You just never know — during this time of unpredecented TV access made possible by (too many) streaming services — who’s watching any particular show, and who will show themselves to be a fan and then tweet about it. Last year, I spoke with
Freddy Krueger Robert Englund, who revealed himself to be obsessed (after being quizzed on some tweets) with Stephen King’s The Outsider on HBO. Shortly thereafter, I became aware that King also uses Twitter to champion shows that he, too, enjoys quite a bit.
Take Black Summer, for example. That Netflix show is pure zombie adrenaline and also appeals to people who may not even enjoy most contemporary zombie fare on TV or in the movies. In 2019, King declared that the show put the “scare” back into zombies with a “stripped to the bone,” economical, and “very fluid” storytelling approach. King also accurately predicted the Mare of Easttown killer’s identity because the man digs a good mystery and was watching alongside all of us as the show picked up weekly steam.
Maybe, just maybe, Stephen King’s a binge-watcher, too, like the rest of us? It’s totally possible. In related news, someone has casually joined a movement by (seemingly out-of-the-blue) tossing up a #SaveManifest tag.
In doing so, King has aligned himself with a vast legion of fans, who hope that either NBC or Netflix (where the show has remained on the Top 10 Most Popular list for over a month) will have second thoughts and resurrect this sci-fi puppy. Interestingly enough, King did not elaborate upon his reasons for joining the bandwagon. That might seem strange, given that he’s known to go long at times (the uncut version of The Stand spills past 1300 pages), but perhaps King simply wanted to draw attention to the economy of his statement. Like the Black Summer of tweets, if you will.

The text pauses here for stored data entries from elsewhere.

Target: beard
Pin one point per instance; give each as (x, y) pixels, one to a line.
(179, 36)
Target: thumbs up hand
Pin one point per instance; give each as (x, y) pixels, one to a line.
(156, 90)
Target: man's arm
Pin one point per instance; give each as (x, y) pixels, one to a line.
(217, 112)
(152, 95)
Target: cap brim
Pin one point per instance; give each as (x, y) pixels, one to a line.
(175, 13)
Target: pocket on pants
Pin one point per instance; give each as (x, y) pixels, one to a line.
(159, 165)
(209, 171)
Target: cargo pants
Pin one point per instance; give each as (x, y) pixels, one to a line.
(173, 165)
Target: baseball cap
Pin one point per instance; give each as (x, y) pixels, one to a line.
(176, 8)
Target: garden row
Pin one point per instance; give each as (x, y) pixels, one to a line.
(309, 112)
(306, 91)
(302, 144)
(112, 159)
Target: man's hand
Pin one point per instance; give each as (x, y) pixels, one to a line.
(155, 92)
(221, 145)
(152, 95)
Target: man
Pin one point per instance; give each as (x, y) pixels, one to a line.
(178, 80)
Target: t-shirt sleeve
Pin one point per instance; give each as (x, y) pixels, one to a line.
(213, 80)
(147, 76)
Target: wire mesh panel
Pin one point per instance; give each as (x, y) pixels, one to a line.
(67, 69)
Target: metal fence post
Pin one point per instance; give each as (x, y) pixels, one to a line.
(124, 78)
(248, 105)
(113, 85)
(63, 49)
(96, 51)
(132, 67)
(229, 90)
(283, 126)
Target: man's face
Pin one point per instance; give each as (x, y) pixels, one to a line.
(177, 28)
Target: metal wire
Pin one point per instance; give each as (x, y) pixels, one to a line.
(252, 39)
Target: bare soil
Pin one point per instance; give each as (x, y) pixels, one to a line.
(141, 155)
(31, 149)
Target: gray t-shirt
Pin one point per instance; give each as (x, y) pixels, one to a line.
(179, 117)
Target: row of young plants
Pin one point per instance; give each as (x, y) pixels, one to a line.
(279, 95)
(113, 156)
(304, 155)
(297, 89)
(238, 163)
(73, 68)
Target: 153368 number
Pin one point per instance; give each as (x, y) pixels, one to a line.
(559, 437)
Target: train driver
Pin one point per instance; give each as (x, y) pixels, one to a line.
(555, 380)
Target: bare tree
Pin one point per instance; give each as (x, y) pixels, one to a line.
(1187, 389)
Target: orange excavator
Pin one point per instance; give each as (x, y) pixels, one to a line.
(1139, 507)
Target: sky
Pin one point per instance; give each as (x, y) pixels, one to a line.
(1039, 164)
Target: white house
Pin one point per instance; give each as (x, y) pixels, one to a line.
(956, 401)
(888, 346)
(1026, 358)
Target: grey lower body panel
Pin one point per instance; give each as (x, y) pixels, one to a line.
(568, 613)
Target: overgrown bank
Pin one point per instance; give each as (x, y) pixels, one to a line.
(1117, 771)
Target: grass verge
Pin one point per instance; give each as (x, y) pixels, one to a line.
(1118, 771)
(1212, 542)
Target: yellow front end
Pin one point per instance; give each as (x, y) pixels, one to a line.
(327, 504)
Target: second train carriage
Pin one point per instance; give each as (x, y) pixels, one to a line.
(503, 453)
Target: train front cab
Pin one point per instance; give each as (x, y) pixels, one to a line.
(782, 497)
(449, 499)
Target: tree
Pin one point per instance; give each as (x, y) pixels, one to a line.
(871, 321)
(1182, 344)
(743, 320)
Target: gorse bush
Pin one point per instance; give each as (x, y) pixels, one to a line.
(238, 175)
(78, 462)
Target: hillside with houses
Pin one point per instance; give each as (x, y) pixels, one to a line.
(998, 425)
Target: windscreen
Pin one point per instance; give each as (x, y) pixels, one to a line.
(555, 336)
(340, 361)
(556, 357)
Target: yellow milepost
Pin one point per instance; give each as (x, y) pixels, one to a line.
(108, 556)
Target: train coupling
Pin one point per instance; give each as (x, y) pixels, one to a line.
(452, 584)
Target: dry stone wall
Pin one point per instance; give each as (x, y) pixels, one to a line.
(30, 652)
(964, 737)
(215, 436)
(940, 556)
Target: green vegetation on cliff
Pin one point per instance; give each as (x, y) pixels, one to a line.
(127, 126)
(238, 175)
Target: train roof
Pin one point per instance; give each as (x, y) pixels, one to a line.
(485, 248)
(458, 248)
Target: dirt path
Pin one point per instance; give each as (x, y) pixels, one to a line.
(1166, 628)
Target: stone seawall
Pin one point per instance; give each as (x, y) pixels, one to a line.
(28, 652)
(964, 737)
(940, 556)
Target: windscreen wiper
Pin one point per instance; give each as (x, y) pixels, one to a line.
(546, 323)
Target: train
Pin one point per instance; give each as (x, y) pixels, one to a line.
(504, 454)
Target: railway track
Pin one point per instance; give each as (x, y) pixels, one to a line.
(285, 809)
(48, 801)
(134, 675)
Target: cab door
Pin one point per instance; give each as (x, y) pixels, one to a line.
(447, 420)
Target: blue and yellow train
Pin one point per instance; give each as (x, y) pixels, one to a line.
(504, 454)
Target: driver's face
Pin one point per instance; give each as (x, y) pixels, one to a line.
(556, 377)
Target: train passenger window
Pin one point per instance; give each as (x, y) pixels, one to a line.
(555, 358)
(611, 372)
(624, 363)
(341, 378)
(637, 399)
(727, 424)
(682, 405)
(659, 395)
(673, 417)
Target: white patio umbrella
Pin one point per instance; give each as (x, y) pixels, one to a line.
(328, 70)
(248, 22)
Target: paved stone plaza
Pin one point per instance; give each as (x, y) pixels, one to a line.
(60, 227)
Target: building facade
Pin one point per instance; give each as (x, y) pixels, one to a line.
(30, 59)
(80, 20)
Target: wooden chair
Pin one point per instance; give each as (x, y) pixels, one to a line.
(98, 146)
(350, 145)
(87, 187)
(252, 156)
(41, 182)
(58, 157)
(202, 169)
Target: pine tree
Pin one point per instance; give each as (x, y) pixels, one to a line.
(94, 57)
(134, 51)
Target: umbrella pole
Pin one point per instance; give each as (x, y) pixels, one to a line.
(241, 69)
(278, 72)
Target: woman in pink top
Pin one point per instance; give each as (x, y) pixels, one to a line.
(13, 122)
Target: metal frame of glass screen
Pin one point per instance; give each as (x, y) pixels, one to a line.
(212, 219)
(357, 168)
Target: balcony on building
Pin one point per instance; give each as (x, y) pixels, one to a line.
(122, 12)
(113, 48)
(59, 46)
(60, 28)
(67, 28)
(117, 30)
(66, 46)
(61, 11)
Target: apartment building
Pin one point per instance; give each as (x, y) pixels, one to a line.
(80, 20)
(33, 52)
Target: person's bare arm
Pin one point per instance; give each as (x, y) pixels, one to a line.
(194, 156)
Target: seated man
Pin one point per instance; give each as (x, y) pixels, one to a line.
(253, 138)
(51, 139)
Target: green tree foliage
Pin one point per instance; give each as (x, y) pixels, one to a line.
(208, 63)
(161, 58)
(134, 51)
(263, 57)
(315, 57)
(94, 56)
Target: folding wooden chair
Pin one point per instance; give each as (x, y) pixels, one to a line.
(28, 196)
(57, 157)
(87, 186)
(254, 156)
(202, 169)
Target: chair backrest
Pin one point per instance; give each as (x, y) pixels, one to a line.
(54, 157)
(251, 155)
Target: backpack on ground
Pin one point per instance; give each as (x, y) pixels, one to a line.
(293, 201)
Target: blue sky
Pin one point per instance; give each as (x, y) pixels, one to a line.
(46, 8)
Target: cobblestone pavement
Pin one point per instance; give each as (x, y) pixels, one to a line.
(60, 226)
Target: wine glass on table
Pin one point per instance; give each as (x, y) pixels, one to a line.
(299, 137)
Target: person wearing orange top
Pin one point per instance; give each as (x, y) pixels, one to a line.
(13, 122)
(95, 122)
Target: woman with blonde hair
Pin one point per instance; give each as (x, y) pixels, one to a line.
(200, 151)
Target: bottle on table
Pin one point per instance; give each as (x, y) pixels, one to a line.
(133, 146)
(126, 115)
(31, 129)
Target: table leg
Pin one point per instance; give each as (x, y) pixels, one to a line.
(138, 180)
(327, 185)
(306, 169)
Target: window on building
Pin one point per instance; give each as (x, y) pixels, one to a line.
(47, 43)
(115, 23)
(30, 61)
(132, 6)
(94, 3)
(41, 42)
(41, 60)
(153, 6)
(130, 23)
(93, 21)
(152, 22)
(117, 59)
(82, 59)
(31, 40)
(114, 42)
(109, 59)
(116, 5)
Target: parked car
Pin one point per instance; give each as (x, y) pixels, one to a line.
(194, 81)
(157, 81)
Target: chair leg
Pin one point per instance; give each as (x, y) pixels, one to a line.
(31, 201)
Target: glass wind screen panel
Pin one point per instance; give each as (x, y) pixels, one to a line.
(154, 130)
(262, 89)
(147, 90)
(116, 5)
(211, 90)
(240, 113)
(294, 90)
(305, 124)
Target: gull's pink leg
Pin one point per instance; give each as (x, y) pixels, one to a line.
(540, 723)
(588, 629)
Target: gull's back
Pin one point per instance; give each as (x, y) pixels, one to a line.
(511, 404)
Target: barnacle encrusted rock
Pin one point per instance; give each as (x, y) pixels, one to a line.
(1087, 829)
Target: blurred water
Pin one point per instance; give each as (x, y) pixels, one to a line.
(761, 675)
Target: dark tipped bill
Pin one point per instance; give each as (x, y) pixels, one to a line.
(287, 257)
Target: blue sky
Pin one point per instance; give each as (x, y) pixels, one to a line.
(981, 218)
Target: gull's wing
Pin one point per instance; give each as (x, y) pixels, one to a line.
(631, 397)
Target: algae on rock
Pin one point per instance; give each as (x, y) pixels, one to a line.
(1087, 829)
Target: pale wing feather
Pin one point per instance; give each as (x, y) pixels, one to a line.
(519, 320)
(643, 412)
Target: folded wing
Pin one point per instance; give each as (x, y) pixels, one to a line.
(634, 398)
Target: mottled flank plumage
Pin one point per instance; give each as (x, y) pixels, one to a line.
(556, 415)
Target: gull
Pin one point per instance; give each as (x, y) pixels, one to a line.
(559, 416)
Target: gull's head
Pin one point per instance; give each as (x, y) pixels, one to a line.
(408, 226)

Whatever the case, I still can’t help but completely imagine that King recently wondered what all the fuss was about before wandering over to Netflix and binging a few Manifest seasons before popping over to Hulu or Peacock to finish the third round. Evidently, he got wrapped up in the time-jumping-plane-ride show filled with supernatural touches and soap-operatic edges. Hey, it happens (and it’s alright to enjoy objectively bad shows, people, if they’re entertaining). It may have happened to yours truly, too.